- Directed by: Francis D. Lyon
- Starring: Bud Tingwell; Lloyd Berrell;
- Country of origin: Australia
- Original language: English

Production
- Producer: Grace Gibson
- Running time: 30 minutes

Original release
- Release: 10 October 1952

= I Found Joe Barton =

I Found Joe Barton, also known as The Adventures of Al Munch, was a 1952 film made for American television starring Bud Tingwell and Lloyd Berrell. The first Australian drama show made specifically for television, it was the pilot for a series which did not eventuate called The Adventures of Al Munch. However it screened in some cinemas.

==Plot==
Al Munch (Bud Tingwell) is an American private eye who served in Sydney during World War II and decided to stay on. He is hired by Hollywood film producer, Frankoff, to find Joe Barton, an American crime figure thought to be dead but who is now said to be alive in Australia. Frankoff has made a film of his life but needs a clearance from Barton before he can release it and hires Munch to locate him.

Munch contacts a lawyer, Timothy O'Leary, to find Barton, but then O'Leary is murdered. Munch discovers Barton and hands him over to the police for O'Leary's murder.

==Cast==
- Bud Tingwell as Al Munch
- Lloyd Berrell
- Margo Lee

==Production==
The series was the brainchild of American radio producer Grace Gibson, who was the largest packager of radio drama in Sydney. Although television was not introduced in Australia until 1956, she wanted to make a show for the American market using an Australian cast and crew, but American writers and directors. There were a number of Australian radio serials at the time about American characters.

Gibson originally got Ken G. Hall to direct Alan White in a test scene and sent to it some American colleagues but they were not impressed. American director Francis D. Lyon was flown out to do tests with Joe McCormick, Ken Wayne, White and Bud Tingwell. Tingwell was eventually cast and the film was shot over ten days.

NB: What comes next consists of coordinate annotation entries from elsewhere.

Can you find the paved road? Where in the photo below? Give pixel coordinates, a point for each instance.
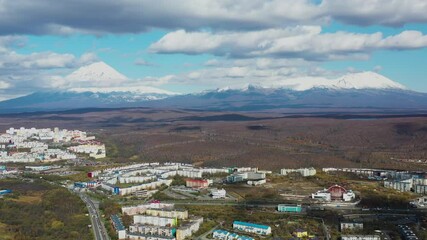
(97, 225)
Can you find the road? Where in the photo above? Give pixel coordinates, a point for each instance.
(97, 225)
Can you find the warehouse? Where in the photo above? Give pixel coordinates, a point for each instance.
(252, 228)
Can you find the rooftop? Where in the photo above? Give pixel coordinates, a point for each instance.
(251, 225)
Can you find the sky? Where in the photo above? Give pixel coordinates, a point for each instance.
(189, 46)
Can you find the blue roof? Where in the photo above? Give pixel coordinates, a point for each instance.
(244, 238)
(221, 231)
(117, 222)
(251, 225)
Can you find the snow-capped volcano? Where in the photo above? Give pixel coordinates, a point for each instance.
(361, 80)
(366, 80)
(101, 78)
(96, 74)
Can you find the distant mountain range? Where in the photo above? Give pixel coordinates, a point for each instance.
(358, 90)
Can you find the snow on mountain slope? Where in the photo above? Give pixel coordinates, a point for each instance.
(362, 80)
(97, 74)
(101, 78)
(366, 80)
(135, 89)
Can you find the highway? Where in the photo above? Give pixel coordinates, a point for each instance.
(97, 225)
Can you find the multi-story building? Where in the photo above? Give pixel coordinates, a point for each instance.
(360, 237)
(198, 183)
(252, 228)
(351, 226)
(305, 172)
(218, 193)
(156, 221)
(400, 185)
(292, 208)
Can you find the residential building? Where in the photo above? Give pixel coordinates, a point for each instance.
(252, 228)
(218, 193)
(300, 233)
(400, 185)
(292, 208)
(305, 172)
(156, 221)
(197, 183)
(360, 237)
(351, 226)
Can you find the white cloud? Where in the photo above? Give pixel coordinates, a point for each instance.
(377, 12)
(136, 16)
(305, 42)
(142, 62)
(4, 85)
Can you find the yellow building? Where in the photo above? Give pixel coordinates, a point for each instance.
(299, 233)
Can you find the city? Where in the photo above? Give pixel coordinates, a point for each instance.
(213, 120)
(179, 200)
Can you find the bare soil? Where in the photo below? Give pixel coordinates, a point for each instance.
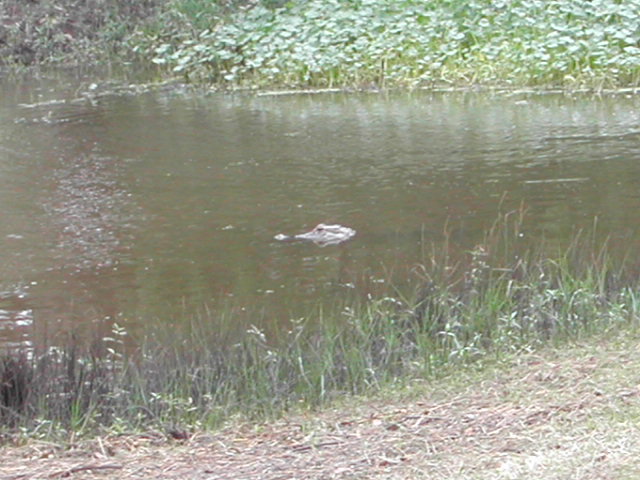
(572, 413)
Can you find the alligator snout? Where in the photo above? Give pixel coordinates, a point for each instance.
(322, 235)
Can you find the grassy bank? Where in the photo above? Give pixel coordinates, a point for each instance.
(400, 43)
(503, 300)
(40, 32)
(557, 413)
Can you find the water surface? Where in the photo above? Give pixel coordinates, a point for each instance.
(157, 207)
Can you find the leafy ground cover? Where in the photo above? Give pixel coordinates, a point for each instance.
(379, 43)
(565, 413)
(334, 43)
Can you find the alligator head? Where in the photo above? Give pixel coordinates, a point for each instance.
(323, 235)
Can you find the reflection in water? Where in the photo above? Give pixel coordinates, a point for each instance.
(152, 208)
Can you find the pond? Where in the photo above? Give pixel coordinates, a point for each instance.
(141, 208)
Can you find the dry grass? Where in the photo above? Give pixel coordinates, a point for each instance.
(572, 413)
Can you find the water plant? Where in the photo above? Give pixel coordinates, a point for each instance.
(505, 297)
(403, 43)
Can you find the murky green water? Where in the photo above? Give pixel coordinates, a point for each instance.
(155, 207)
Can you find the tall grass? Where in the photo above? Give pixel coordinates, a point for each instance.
(571, 43)
(504, 297)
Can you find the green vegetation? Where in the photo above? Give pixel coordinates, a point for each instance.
(411, 43)
(504, 301)
(334, 43)
(48, 31)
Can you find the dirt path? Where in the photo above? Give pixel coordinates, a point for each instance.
(569, 414)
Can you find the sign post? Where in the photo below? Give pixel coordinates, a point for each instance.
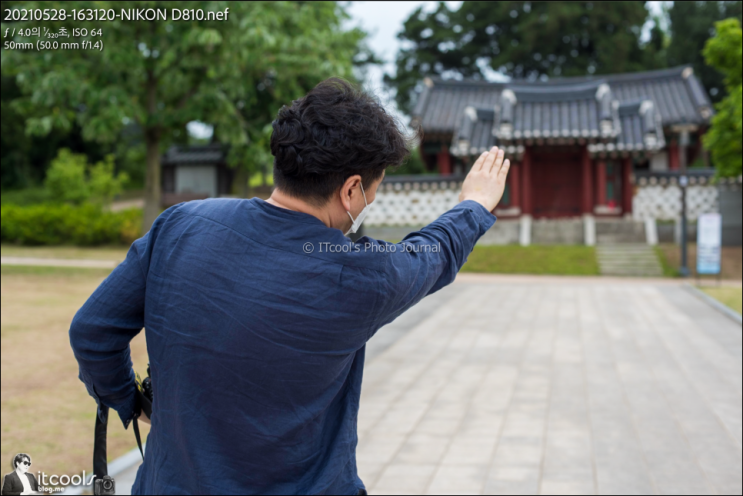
(709, 244)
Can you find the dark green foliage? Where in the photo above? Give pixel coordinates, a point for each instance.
(155, 77)
(692, 24)
(725, 53)
(86, 225)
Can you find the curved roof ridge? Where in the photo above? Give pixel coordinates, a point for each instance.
(623, 76)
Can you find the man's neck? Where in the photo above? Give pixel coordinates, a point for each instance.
(283, 200)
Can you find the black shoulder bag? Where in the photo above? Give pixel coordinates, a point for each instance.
(143, 403)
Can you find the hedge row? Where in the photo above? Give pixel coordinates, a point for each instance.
(85, 225)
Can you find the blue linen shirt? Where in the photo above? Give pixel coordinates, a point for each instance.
(256, 320)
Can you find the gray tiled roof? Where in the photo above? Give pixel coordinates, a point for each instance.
(635, 126)
(676, 94)
(194, 155)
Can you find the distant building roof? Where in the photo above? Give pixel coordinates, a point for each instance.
(677, 96)
(210, 154)
(586, 113)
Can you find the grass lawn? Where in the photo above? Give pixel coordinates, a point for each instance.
(116, 253)
(731, 262)
(514, 259)
(732, 297)
(46, 410)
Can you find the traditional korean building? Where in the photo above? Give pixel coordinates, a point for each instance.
(194, 173)
(574, 143)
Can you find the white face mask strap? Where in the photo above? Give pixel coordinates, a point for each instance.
(365, 202)
(363, 193)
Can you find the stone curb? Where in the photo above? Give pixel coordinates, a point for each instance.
(59, 262)
(714, 303)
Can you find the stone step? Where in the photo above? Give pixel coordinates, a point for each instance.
(628, 259)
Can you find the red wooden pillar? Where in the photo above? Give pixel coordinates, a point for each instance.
(444, 161)
(526, 182)
(601, 182)
(514, 177)
(626, 185)
(587, 203)
(673, 156)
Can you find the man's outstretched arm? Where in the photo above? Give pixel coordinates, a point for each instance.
(437, 252)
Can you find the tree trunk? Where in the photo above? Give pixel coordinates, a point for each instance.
(152, 182)
(152, 140)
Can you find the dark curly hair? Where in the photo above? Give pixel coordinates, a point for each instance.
(330, 134)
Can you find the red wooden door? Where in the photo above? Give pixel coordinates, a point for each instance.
(556, 183)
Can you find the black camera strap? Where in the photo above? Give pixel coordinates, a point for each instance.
(100, 460)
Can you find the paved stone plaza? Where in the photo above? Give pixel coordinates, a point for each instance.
(526, 385)
(556, 385)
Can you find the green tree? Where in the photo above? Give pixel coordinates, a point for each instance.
(160, 75)
(724, 52)
(70, 179)
(691, 25)
(522, 40)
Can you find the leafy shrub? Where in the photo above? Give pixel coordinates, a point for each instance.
(24, 197)
(85, 225)
(70, 179)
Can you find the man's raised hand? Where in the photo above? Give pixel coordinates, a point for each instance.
(486, 180)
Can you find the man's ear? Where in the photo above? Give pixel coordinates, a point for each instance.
(349, 189)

There was emphasis on Australian flora and fauna: Frankoff has a pet koala in his room, Munch travels by boat across Sydney harbour, there are plenty of gum trees and kangaroos.

==Reception==
The series did not sell to American television. Tingwell claims this is because they wanted Gibson to guarantee 39 episodes in 39 weeks and she was not sure she would be able to fulfil this order.

However, it did sell to an American distributor and play as a self-contained episode on independent TV stations in the US. In Australia it screened as a support feature in cinemas.

According to Filmink "The episode is a lot of fun to watch today if you don’t mind seeing all these American characters run around Sydney in what is basically an American story, complete with tough guy dialogue, a femme fatale, gunplay and a high death toll. There are campy laughs to be had with the producer holding a koala bear in his office, and Al Munch traipsing through the bush and seeing a kangaroo. There’s lovely location work of the Sydney CBD, Sydney Harbour and the bush. The photography is of extremely high quality and it helps immeasurably that it was all shot on film instead of video tape. The story itself is solid, with plenty of twists and turns; it is absolutely up to the standard by which it was to be measured (i.e. a 30 minute 1950s American detective show)."

In 1952 Charles Tingwell wrote a letter to a newspaper claiming the sale of old Australian films to US television would be bad for Australia's reputation.